Folks like me who make a livin’ banging on keyboards and scribbling on note pads understand pain.
You ever had a paper cut? It ain’t easy bein’ a writer.
I reckon my work-related injuries won’t get much sympathy from rodeo cowboys.
In rodeo, it’s not if you get hurt but when you get hurt. And how many of those helpful Justin Sportsmedicine folks need to help you get to Doc Tandy Freeman in the treatment room.
I always get a kick out of animal rights people who fret over the well-being of rodeo livestock. Heck, those lucky critters are enjoying their stay in the five-star Thomas & Mack Corral.
If any group of the NFR athletes needs protectin’ it’s the ones who walk upright.
Broken this and dislocated that rarely keep cowboys from ridin’, ropin’ and bulldoggin’.
For them, "cowboy up" is a way of life all year and especially during the National Finals Rodeo.
It’s that grit — true grit — that won the West and will keep NFR contestants competing despite soreness and pain that would send normal folk to an emergency room.
Take Bobby Mote. The Oregon cowboy hasn’t competed since August but is riding for his fifth bareback world championship.
Ol’ Bobby has held onto his riggin’ for dear life and points on so many rides that his handshake could crush a buckeye.
At a rodeo on Aug. 27 in San Juan Capistrano, Calif., Mote, 35, was aboard Flying 5 Rodeo’s Diaper Duty when the horse started buckin’ in the chute and smashed Bobby.

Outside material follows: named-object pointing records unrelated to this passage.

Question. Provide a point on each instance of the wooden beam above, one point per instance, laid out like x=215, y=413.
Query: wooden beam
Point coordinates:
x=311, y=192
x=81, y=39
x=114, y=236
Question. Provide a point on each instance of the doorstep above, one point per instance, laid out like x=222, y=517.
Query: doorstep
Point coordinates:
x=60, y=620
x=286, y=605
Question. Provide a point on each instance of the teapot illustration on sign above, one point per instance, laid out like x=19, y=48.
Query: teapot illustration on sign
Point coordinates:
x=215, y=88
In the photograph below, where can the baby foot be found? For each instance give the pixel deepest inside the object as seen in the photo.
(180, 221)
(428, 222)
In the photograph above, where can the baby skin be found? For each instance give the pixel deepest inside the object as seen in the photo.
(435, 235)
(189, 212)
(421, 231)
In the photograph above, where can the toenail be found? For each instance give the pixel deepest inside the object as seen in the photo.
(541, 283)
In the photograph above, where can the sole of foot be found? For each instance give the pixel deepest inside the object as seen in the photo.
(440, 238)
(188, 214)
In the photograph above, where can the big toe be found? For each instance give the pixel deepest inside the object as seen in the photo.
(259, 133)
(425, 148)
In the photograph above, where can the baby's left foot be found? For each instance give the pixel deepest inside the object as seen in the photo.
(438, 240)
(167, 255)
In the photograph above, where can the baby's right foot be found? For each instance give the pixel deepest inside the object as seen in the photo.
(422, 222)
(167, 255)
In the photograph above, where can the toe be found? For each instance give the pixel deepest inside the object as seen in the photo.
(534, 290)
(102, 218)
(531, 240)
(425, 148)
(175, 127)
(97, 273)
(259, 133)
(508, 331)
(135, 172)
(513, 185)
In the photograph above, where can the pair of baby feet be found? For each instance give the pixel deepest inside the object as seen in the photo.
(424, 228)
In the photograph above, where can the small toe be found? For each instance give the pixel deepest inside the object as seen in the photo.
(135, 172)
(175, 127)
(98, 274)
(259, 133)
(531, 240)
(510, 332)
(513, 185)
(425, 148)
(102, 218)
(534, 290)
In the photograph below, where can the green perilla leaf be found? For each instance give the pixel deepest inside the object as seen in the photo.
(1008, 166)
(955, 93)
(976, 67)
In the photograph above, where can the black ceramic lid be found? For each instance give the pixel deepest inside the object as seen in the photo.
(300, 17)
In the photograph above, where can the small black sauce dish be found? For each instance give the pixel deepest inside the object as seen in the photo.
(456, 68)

He was hurtin’ but, of course, rode and was scored for 76 points. After the rodeo he got sick on a plane ride to Seattle and passed out. Still didn’t want to go to the hospital. But he finally relented where docs determined he broke some ribs and had a lacerated pancreas.
Part of his pancreas was whittled out by sawbones the next day.
The man rode with a life-threatening injury. He’s healed up now and got back on a buckin’ horse last week for the first time since the wreck.
Of course, bull riding rings up the most injuries in the sport even if nearly all of them wear protective vests and helmets with face masks.
Injury stats from almost 2,000 professional rodeo events between 1981 and 2005 showed that half of all injuries occurred during bull riding. At least that’s what I read in a 2007 edition of Sports Medicine Reports that said 9 percent of bull ridin’ injuries are concussions.
That’s not too surprising.
Dang, even team roping has risks and not just saddle sores.
You might think the gentlemen in team roping are safe. Wrong.
Go ask Jake Barnes how he’s doin’ but don’t expect him to give you two thumbs up even if he’s having a great day. That’s because Barnes lost half his right thumb during the 2005 NFR.
It’s a fairly common injury for ropers who can get their thumb garroted if it gets caught between the rope and saddle horn after roping a steer and the slack disappears darn quick. Of course, Barnes finished the go-round but turned out after that.
"In any other rodeo, I’d have let my rope go," he told my buddy Jeff Wolf, who wrote about the unplanned amputation in the Las Vegas Review-Journal.
Barnes didn’t realize he had lost the thumb until he saw ligaments and muscle flying in front of him. That even turns ol’ Buck’s stomach.
Barnes and heelers Cesar de la Cruz and Kory Koontz are among those competing here with 9½ digits.
The only safe spot at a rodeo is on press row, unless you get whacked in the head by a dirt clod kicked up by a high-kickin’ horse.
I did scrape the bark off a knee and sprained an ankle several years ago after I tripped walking to the MGM Grand Garden for a rodeo. Even tore my pants.
But I thought about those all those rough-stock dudes I had seen get bucked, kicked and stepped on.
The thought didn’t last long about limping to the Justin Sportsmedicine team and getting my ankle taped and Band-Aid put on my knee.
Right, like I’m going to share space with cowboys getting treated for real rodeo injuries.
That would have been pretty embarassin’.